Itu kenapa saya dapat memberikan input ke temanku, untuk bersabar, dan juga tegas, jadi diri kita, yang perlu berikan pada kita selalu untuk menghargai orangtua apa saja situasinya. jangan sampai terhasut perkataan tetangga. Jangan banyak merintih ke beberapa orang, sebab ujung ujungnya permasalahan kita dapat jadi bahan gunjingan.

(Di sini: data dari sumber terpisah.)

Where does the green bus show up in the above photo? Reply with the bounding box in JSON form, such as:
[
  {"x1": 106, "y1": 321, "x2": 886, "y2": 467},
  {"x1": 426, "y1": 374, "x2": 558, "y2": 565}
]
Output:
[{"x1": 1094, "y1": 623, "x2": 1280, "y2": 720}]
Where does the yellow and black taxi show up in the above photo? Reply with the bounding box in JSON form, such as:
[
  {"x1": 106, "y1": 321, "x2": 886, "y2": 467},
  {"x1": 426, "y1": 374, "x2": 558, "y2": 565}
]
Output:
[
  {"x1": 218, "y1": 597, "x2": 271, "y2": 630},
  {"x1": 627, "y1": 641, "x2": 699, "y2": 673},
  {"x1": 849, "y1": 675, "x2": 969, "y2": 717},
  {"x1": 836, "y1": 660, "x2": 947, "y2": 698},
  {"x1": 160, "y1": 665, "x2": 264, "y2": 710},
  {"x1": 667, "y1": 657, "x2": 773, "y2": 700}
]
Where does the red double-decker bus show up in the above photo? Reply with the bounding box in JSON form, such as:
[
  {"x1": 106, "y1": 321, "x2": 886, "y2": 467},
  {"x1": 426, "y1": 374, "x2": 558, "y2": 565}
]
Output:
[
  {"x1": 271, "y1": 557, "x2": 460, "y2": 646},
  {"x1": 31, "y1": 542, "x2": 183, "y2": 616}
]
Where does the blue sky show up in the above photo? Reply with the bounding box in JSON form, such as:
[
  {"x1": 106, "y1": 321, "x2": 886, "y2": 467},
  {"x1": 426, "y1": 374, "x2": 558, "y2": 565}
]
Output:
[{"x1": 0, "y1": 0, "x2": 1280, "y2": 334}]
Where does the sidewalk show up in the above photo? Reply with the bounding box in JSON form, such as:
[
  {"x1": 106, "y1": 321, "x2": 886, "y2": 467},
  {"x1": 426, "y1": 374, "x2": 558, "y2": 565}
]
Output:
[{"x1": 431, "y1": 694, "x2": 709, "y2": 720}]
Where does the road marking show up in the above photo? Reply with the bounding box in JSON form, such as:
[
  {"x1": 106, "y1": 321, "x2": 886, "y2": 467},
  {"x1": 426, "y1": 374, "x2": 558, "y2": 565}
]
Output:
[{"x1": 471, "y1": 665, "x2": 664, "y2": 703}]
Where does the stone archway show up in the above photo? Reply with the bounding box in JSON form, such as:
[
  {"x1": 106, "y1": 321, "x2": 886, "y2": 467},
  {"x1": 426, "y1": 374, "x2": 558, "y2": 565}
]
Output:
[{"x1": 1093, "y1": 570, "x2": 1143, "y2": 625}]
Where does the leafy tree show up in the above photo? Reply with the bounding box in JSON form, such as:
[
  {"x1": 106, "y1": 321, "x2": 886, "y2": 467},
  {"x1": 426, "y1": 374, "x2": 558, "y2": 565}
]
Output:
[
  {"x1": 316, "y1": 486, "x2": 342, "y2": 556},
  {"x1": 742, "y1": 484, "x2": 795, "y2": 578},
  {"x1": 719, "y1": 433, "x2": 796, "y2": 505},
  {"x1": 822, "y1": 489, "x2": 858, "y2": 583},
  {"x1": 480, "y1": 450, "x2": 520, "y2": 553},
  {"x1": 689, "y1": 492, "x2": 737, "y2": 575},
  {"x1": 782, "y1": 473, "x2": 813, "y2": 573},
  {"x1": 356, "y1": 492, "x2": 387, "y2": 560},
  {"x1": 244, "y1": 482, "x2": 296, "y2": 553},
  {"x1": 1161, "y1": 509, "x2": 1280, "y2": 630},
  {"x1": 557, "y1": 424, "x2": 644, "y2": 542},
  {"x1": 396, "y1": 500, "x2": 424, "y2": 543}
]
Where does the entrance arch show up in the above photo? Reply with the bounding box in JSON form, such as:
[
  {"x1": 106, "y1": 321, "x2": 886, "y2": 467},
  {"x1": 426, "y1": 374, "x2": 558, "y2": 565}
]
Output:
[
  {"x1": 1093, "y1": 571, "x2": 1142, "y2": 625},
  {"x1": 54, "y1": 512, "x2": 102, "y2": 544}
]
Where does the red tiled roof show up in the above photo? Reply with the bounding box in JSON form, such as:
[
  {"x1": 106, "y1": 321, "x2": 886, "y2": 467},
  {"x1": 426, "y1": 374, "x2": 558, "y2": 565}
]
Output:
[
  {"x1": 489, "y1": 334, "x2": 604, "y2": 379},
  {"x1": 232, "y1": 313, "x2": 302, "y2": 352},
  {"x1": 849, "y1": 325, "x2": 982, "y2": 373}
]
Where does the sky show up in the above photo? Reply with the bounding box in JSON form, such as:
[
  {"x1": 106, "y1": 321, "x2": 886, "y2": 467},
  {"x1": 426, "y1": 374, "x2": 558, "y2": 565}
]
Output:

Paling komentarnya, sama saja sich menantu ama mertuanya. he..he..he... serta yang tentu kuncinya ialah pada suami kita dapat tidak ia berlaku semestinya Imam buat kita. Serta untuk anak yang berbakti pada orangtua.
Telah jamak jika mertua wanita itu condong rewel....sampai ada pernyataan jika kita makan sambel ama ikan asin karena sangat enaknya, mertua lewatpun tidak terlihat..ha..ha..ha. Atau saya sempat menanyakan ama tetanggaku nama tipe tanaman yang ia tanam dimuka mertuaku , eh tetanggaku katakan " ini namanya Lidah Mertua" Waaaks...!mentang mentang memiliki bentuk runcing runcing. He..he..he...pelajaran yang kita petik, kelak jika jadi mertua kita nih yang wanita jangan pada rewel ya, inget tidak nikmatnya jadi menantu yang direwelin mertua...ha..ha..ha....(tetapi melihat lihat menantunya sich....).